Corona in einer Bearbeitung von K. Gercek

Zum 55. Mal seit dem 15. März 2020 unterhalten sich die Ruhrbarone mit Magnus Memmeler.  Bis heute sind 54 Interviews entstanden, die auf den Katastrophenschutz blicken und die Corona-Krise nachzeichnen. Im 55. Interview geht es um die „Bundesnotbremse“, um den Notstand in den Krankenhäusern, um die niederländische Lockerheit, um exekutive Ignoranz und Totalversagen und einiges mehr. 

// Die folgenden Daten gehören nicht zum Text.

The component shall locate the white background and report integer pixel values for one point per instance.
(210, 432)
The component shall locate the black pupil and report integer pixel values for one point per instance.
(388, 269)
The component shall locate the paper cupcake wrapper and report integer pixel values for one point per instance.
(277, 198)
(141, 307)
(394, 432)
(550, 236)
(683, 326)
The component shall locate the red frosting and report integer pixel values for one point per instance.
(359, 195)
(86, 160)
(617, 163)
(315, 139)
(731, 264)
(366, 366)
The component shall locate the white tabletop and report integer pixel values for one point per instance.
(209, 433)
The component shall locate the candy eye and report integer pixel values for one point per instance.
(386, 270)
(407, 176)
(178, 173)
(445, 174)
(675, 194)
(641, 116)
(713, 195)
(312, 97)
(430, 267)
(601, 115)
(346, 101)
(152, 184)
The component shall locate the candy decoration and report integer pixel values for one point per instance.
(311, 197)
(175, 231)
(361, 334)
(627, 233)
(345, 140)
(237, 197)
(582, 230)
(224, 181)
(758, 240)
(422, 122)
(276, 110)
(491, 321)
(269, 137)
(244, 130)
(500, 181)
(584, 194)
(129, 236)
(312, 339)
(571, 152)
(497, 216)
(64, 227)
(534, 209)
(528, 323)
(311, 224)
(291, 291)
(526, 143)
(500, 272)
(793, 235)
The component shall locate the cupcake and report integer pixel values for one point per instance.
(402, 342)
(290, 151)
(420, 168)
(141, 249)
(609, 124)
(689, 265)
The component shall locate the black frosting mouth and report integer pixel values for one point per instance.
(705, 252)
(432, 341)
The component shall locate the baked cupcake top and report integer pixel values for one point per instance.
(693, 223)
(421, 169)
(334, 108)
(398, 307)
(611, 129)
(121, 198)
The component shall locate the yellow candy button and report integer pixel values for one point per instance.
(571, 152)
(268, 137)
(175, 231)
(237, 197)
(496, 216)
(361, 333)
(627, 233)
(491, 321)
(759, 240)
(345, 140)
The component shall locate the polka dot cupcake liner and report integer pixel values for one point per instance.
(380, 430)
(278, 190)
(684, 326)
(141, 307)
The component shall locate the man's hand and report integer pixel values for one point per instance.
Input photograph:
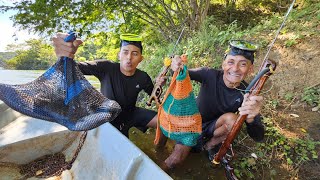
(161, 80)
(67, 49)
(176, 63)
(251, 106)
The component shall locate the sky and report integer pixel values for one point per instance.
(7, 30)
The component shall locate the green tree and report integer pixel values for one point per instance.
(37, 56)
(165, 16)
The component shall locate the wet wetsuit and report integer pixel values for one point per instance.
(216, 99)
(123, 89)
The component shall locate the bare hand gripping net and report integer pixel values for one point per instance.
(61, 95)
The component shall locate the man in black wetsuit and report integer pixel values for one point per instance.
(221, 95)
(121, 82)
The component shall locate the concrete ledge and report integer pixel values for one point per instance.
(8, 116)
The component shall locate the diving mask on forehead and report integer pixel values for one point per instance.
(132, 39)
(243, 48)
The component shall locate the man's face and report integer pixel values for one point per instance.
(235, 69)
(130, 56)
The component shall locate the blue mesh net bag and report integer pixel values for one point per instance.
(61, 95)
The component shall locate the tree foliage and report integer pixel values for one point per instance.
(164, 16)
(38, 56)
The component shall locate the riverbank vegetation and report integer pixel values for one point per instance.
(291, 110)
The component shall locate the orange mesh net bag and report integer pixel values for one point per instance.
(178, 116)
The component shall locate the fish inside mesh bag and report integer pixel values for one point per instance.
(61, 95)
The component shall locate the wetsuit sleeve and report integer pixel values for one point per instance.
(95, 68)
(197, 74)
(256, 129)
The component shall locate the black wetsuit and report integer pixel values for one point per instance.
(123, 89)
(216, 99)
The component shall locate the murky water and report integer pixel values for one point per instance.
(197, 165)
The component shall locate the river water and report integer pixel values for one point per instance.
(197, 165)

Ruhrbarone: Die „Bundesnotbremse“ des neugefassten Infektionsschutzgesetzes wurde von Bundestag und -rat beschlossen und trat umgehend in Kraft. Vornehmlich gegen die dort normierten Ausgangsbeschränkungen wird das Bundesverfassungsgericht von oppositioneller Seite bemüht. Währenddessen erklärt der Virus allen, was unter exponentiellem Wachstum zu verstehen ist. Demgemäß droht der Kollaps der Intensivmedizin des bundesdeutschen Gesundheitswesens. Wie sehen Sie das?

Memmeler: Mit „nur“ eineinhalb Monaten Verspätung wurden durch den Bund Maßnahmen auf den Weg gebracht, die leider deutlich hinter dem zurück bleiben, was zwischen Bund und Ländern eigentlich Anfang März vereinbart und niemals umgesetzt wurde. Eigentlich tragisch, dass wir uns trotzdem glücklich schätzen müssen, dass überhaupt etwas geschieht.

Gestern haben die Ruhrbarone mir vorgegriffen, als sie im Beitrag „Traurige Corona-Bilanz – ein ganzes Westfalenstadion voller Toter“ die bildhafte Darstellung sehr gut rüber gebracht haben, die ich heute nutzen wollte. Über 81.000 Todesopfer sind eine Katastrophe und bedeuten nicht nur 81.000 Einzelschicksale, sondern auch 81.000 Familienschicksale. Hinzu kommen etliche tausend Long-Covid erkrankte Menschen, die leider auch zu selten erwähnt werden, uns und das Gesundheitswesen aber langfristig fordern werden.

Traurige Corona-Bilanz: 81.158- Ein ganzes Westfalenstadion voller Toter

Dies und die in den letzten Wochen immer wieder vorgetragenen Warnungen und Hilferufe von Intensivmedizinern und Virologen müssen wir im Kopf haben, wenn wir die „Bundesnotbremse“ und die Hintergründe bewerten, die sie uns beschert haben. Eventuell ist das Bild vom Westfalenstadion, in dem sinnbildlich ein wirkliches Geisterspiel stattfindet für die Bevölkerung plastischer, als unsere bisherigen Vergleiche von täglich abstürzenden Verkehrsflugzeugen.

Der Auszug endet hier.